Голоса из бездны

Я ни одного своего дедушку не помню: просто не видел.

Если по маминой линии это еще может быть понятный провал в детской памяти (ну был там какой-то дядя, приходил к бабушке, которая с ним давно развелась), то по папиной это просто было невозможно: он умер в пятьдесят первом году.

Моя тетка пишет (я почему-то полюбил это пушкинское «тетка», мы раньше так не говорили, только «тетя», «тетя», но вот Пушкин не боялся, так и писал: «Тетка меня все балует – для моего рождения прислала мне корзину с дынями, с земляникой, клубникой», – поэтому я теперь тоже как Пушкин, только без земляники), так вот моя тетка пишет:

«Сегодня семьдесят лет со дня смерти нашего с Борей папы. Это практически вся наша жизнь. Мало знаем, плохо помним, но воспитаны мамой в большой любви. Когда бываем в Крыму, всегда заезжаем на Братское кладбище».

И вешает фотографию.

А я смотрю на дедушкино лицо и почему-то обращаю внимание на губы. Они сложены в чуть-чуть ироничной улыбке. Кажется, дедушка не собирается относиться к нам серьезно.

Здравствуйте, Дмитрий Спиридонович. Вы меня не знаете, я вас тоже, но меня назвали в вашу честь и мне нравится, как вы улыбаетесь.

«Ш-ш-ш-ш», – говорит время. И то ли это ветер, то ли шип валика, то ли граммофонная пластинка, которая была записана, когда и дедушки моего не было, а полноправно властвовал только прадедушка.

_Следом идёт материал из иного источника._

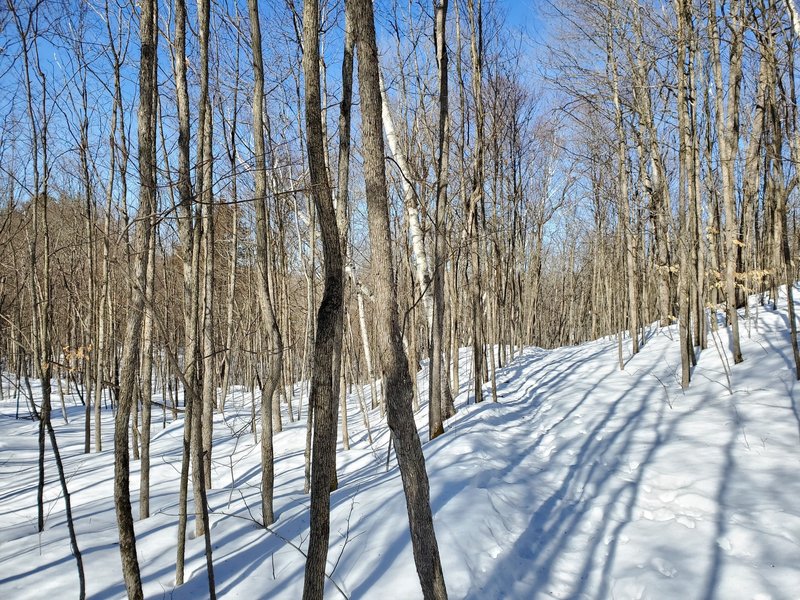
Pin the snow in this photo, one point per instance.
(583, 481)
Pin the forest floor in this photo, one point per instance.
(583, 481)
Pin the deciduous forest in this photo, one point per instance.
(238, 237)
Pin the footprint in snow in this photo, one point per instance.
(664, 567)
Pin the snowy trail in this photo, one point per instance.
(583, 481)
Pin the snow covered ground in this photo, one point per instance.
(583, 481)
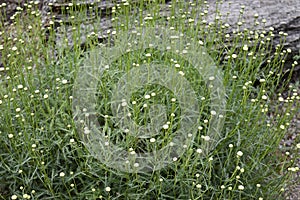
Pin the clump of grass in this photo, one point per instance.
(42, 153)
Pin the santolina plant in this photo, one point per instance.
(130, 95)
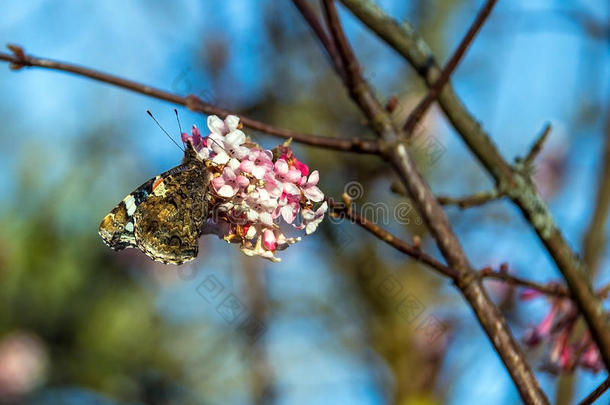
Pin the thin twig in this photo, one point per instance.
(489, 316)
(357, 86)
(345, 211)
(420, 109)
(537, 146)
(598, 392)
(329, 45)
(19, 60)
(406, 41)
(550, 289)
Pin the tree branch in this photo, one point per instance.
(490, 318)
(550, 289)
(19, 60)
(472, 200)
(420, 109)
(537, 146)
(342, 210)
(519, 187)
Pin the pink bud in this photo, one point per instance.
(269, 241)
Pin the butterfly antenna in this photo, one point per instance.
(163, 129)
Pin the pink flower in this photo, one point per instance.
(287, 176)
(258, 163)
(302, 167)
(288, 207)
(591, 358)
(260, 206)
(226, 140)
(229, 183)
(269, 241)
(310, 189)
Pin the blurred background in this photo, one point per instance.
(343, 318)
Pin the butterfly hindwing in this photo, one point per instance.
(164, 216)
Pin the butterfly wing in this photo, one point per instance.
(163, 217)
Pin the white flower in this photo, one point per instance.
(312, 219)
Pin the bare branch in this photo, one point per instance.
(357, 86)
(472, 200)
(406, 41)
(420, 109)
(394, 149)
(20, 60)
(329, 45)
(550, 289)
(342, 210)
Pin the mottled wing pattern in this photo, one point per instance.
(164, 216)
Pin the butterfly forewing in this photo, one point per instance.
(164, 216)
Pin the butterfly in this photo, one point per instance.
(164, 216)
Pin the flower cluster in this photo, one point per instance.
(558, 328)
(255, 190)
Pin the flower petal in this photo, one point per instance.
(231, 122)
(216, 125)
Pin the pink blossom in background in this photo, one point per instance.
(557, 329)
(23, 362)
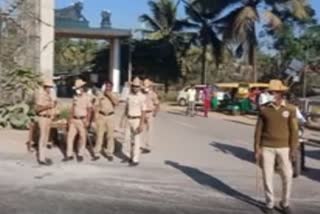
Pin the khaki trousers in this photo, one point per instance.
(44, 126)
(132, 140)
(269, 158)
(148, 131)
(105, 126)
(76, 127)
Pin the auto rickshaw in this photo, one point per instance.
(236, 97)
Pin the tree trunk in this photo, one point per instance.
(253, 61)
(203, 64)
(253, 54)
(166, 86)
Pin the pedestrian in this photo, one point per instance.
(207, 95)
(135, 114)
(45, 106)
(79, 121)
(276, 141)
(191, 99)
(152, 107)
(125, 92)
(33, 125)
(264, 98)
(104, 115)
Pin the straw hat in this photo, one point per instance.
(48, 82)
(136, 82)
(147, 83)
(79, 84)
(277, 85)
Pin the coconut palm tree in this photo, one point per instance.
(202, 15)
(239, 26)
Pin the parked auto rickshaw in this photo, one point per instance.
(236, 97)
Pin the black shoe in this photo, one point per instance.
(47, 162)
(95, 158)
(126, 160)
(66, 159)
(269, 211)
(79, 159)
(285, 210)
(133, 164)
(109, 158)
(146, 151)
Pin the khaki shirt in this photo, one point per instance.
(42, 98)
(136, 104)
(151, 100)
(81, 105)
(105, 105)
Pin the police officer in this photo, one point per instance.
(276, 141)
(152, 108)
(45, 111)
(104, 113)
(79, 121)
(135, 114)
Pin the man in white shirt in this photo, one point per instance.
(191, 99)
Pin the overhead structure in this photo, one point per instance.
(70, 22)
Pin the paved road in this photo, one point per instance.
(198, 166)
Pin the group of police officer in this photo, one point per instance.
(141, 106)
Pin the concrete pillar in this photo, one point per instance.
(114, 74)
(47, 37)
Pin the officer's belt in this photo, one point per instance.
(133, 117)
(106, 114)
(44, 115)
(79, 118)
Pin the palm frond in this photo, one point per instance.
(273, 21)
(299, 9)
(150, 22)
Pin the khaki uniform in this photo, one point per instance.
(44, 120)
(276, 133)
(151, 102)
(81, 104)
(135, 106)
(104, 111)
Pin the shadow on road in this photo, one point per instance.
(312, 173)
(240, 122)
(179, 113)
(205, 179)
(239, 152)
(313, 154)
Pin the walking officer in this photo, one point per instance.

Время так летит, оставляет за поворотом все, что казалось незыблемым, вечным, жизнь, жизнь оставляет, вот уже и поворот исчез, теперь какая-то новая большая дорога. Но пока есть память, туманные воспоминания, почему бы не подслушать сквозь хрип и шип времени – чужие голоса.

Я помню, как однажды моя мачеха, когда мне еще было лет двенадцать, принесла в дом (нет, нет, не подснежники, хотя это и не она по сказке должна была нести) пластинку фирмы «Мелодия». На обложке альбома (мы и не знали раньше таких слов, пластинка и пластинка, это только потом все стали называть их альбомами, да и стоит сразу сказать, что пластинка была виниловая) была фотография прекрасной женщины с грустными глазами, приспущенными уголками губ, челкой и с чем-то невероятным и белым на голове. То ли меховая шапка из ламы, то ли перья, то ли еще что.

«Потом я вспомню» называлась пластинка. «Белла Ахмадулина». И приписка: читает автор.

Потом я вспомню, что была жива,

зима была, и падал снег, жара

стесняла сердце, влюблена была —

в кого? во что?

Был дом на Поварской

(теперь зовут иначе)… День-деньской,

ночь напролет я влюблена была —

в кого? во что?

В тот дом на Поварской,

в пространство, что зовется мастерской

художника.

<…>

Художник уходит, а она (героиня, Ахмадулина? Ну, конечно, сама Ахмадулина: мы давно не верим в лирических героев) ждет его. И день в окне начинает меркнуть.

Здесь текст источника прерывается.